We compare the higher lumen volume of the organoid obtained in each simulation after 7 days in the low-, intermediate- and high-density matrices for the 20 simulations performed (Fig. 8). The lumen volume obtained in the simulations in the low-density matrix presents a higher variability than that in the high-density matrix. Thus, the standard deviation is 2.8 times higher than that in the high-density matrix. However, the lumen volume achieved in most cases in the low-density matrix is significantly greater than that in the high-density matrix.
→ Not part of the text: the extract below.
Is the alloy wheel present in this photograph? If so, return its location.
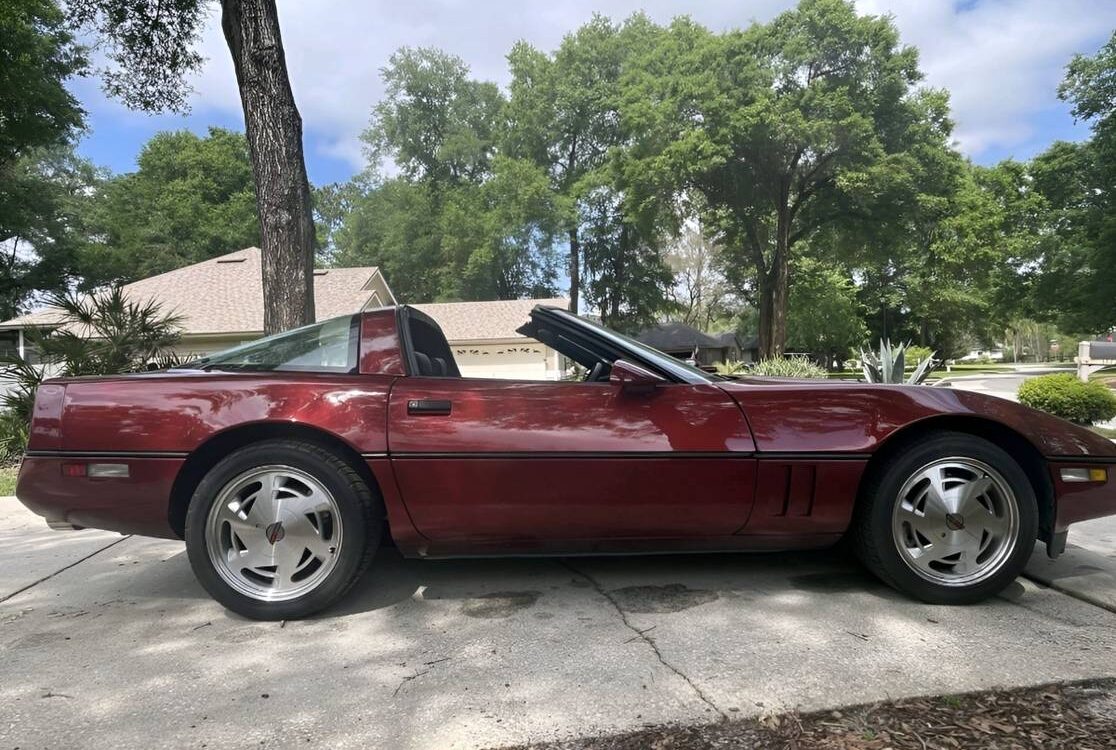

Additionally, the median lumen volume difference between the low-density and high-density matrix is approximately 74.2%, between the low-density and intermediate-density matrix is approximately 57.0%, and 39.7% between the intermediate-density and high-density matrix.

Finally, the mean interactive cells’ net force during the 7 days simulated for each simulation in the case of the low-, intermediate- and high-density matrices is presented in Fig. 9. The forces acting on cells are higher in the high-density matrix than in the low-density matrix. In particular, the median in the high-density matrix is approximately 4.5 times greater than that in the low-density matrix. Moreover, the standard deviation in the high-density matrix is 2.98 times higher than that in the low-density matrix. In the case of the intermediate-density matrix, the median is 2.3 times greater than in the low-density matrix but 0.51 times lower than in the high-density matrix.